No Rio de Janeiro, atingidas devolvem lama à Vale

No dia internacional da mulher, cerca de 400 manifestantes protestaram na sede da Vale, para denunciar a responsabilidade da mineradora na tragédia ocorrida em Mariana (MG).


“Não é inocente: a Vale mata rio, mata bicho e mata gente”, entoaram ao som de funk a batucada comandada pelo Levante Popular da Juventude. No bairro do Leblon, Zona Sul da cidade do Rio de Janeiro, aproximadamente 400 mulheres e homens protestaram, nesta terça-feira (8), em frente à sede da Vale, uma das mineradoras responsáveis pelo maior desastre ambiental da história do Brasil.

“Nós estamos realizando uma jornada nacional de lutas para denunciar que a Samarco, Vale e BHP Billiton são as responsáveis pelo assassinato de 19 pessoas em Bento Rodrigues e por toda a destruição decorrente da lama que se espalhou pela bacia do rio Doce”, afirmou o coordenador do Movimento dos Atingidos por Barragens (MAB) em Minas Gerais, Thiago Alves.

Ao chegarem a frente ao edifício, sem identificação, que abriga uma das maiores empresas de mineração do mundo, as manifestantes despejaram dezenas de litros de lama retirada do rio Doce. “Se a Vale tentou se esconder nesse bairro nobre do Rio de Janeiro, ela fracassou. Viemos aqui na frente dessa empresa criminosa para cobrar os nossos 19 mortos, assassinados pela Vale”, explicou a militante do Levante Popular da Juventude, Luma Vitório.

Apesar de já terem se passado mais de 120 dias do rompimento da barragem do Fundão, milhares de atingidos ainda não receberam uma assistência adequada da Samarco (Vale/BHP Billiton), como é o caso de Vilma, moradora de Ponte Nova (MG). "Estamos aqui para denunciar o que a Samarco fez com a gente: destruiu todo o nosso rio.
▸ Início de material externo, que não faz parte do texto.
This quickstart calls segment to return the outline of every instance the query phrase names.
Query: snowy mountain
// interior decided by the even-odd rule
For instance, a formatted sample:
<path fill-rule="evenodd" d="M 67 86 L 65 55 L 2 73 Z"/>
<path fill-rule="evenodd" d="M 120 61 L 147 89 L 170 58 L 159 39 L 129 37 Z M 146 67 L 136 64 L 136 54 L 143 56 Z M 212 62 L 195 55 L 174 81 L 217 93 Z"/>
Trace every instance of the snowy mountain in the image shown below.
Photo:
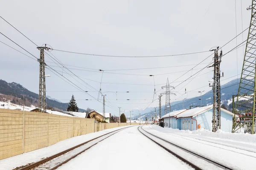
<path fill-rule="evenodd" d="M 15 82 L 8 83 L 0 79 L 0 101 L 22 105 L 24 96 L 25 106 L 30 107 L 32 105 L 38 105 L 38 95 Z M 55 99 L 48 97 L 49 96 L 47 97 L 47 107 L 51 107 L 56 110 L 66 110 L 68 103 L 62 103 Z M 85 111 L 85 110 L 79 109 L 79 111 Z"/>

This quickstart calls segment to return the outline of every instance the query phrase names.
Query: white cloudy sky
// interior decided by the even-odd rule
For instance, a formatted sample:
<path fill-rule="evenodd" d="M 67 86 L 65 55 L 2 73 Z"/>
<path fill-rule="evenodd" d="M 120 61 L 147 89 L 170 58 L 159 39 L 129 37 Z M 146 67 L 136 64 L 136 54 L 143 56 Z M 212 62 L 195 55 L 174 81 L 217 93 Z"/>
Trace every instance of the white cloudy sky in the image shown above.
<path fill-rule="evenodd" d="M 236 29 L 239 34 L 242 31 L 242 26 L 244 29 L 249 26 L 250 11 L 246 8 L 251 3 L 251 0 L 243 0 L 241 4 L 240 0 L 0 0 L 0 15 L 40 45 L 47 43 L 56 49 L 99 54 L 162 55 L 208 51 L 212 47 L 223 45 L 236 35 Z M 39 51 L 36 46 L 0 18 L 0 32 L 39 57 Z M 244 34 L 244 40 L 247 38 L 247 31 Z M 26 53 L 2 35 L 0 35 L 0 41 Z M 242 42 L 242 36 L 240 36 L 237 39 L 237 44 Z M 236 43 L 235 40 L 228 44 L 222 48 L 223 53 L 236 47 Z M 172 82 L 194 65 L 144 70 L 106 70 L 196 64 L 211 54 L 207 52 L 163 57 L 117 58 L 55 51 L 51 53 L 70 71 L 82 77 L 83 81 L 71 77 L 65 71 L 63 75 L 83 90 L 88 91 L 96 99 L 102 75 L 102 72 L 98 70 L 105 70 L 102 91 L 112 92 L 104 94 L 107 95 L 106 104 L 110 106 L 106 107 L 106 111 L 116 115 L 119 112 L 118 107 L 127 110 L 134 108 L 145 108 L 149 105 L 152 100 L 154 91 L 154 79 L 149 75 L 155 75 L 156 91 L 159 93 L 163 91 L 160 90 L 161 86 L 166 83 L 167 77 Z M 225 76 L 222 78 L 225 79 L 222 82 L 222 84 L 236 78 L 235 76 L 227 79 L 236 76 L 238 70 L 239 73 L 241 72 L 243 59 L 242 48 L 239 48 L 237 54 L 238 67 L 236 50 L 222 59 L 221 69 Z M 0 42 L 0 79 L 8 82 L 19 83 L 38 93 L 38 62 Z M 204 67 L 212 60 L 212 57 L 208 58 L 202 62 L 204 64 L 199 65 L 175 82 L 189 78 L 200 70 L 198 68 Z M 45 61 L 56 70 L 62 70 L 51 62 L 52 61 L 47 56 Z M 213 76 L 211 70 L 205 69 L 199 74 L 202 75 L 190 82 L 186 81 L 178 85 L 174 90 L 177 92 L 177 96 L 172 96 L 172 101 L 198 96 L 199 90 L 210 90 L 211 88 L 208 87 L 199 88 L 208 85 L 208 81 Z M 102 110 L 102 105 L 100 102 L 95 99 L 84 100 L 93 98 L 79 92 L 48 69 L 46 69 L 46 74 L 51 75 L 46 79 L 47 95 L 67 102 L 73 94 L 79 108 L 90 107 Z M 157 75 L 161 74 L 163 74 Z M 85 82 L 95 89 L 90 88 Z M 176 86 L 179 83 L 174 82 L 171 85 Z M 187 91 L 192 91 L 184 94 L 185 88 Z M 117 94 L 113 93 L 116 91 Z M 130 93 L 124 93 L 126 91 Z M 150 107 L 158 105 L 156 100 Z"/>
E o nosso rio era o nosso meio de sobrevivência", lamentou-se Vilma.

O sociólogo e cientista político, Emir Sader, também compareceu ao ato para prestar solidariedade às pessoas atingidas pelo rompimento da barragem do Fundão. “Estamos escandalizados com o silêncio da imprensa com o que aconteceu em Mariana, que é o maior escândalo ecológico da história do Brasil, promovido pela empresa que exacerbava que o modelo de privatização seria a solução ao país”, opinou.  

Junto ao Movimento dos Atingidos por Barragens e Levante Popular da Juventude, somaram-se à atividade o Movimento dos Pequenos Agricultores (MPA), Movimento dos Trabalhadores Rurais Sem Terra (MST) e Federação Única dos Petroleiros (FUP).

Além desse ato, atingidas por barragens participam de manifestações em outros estados. Nesse Dia Internacional de Luta das Mulheres, as mulheres atingidas reivindicam a redução das tarifas de energia elétrica e a instauração de uma Política Nacional de Direitos para as Populações Atingidas por Barragens.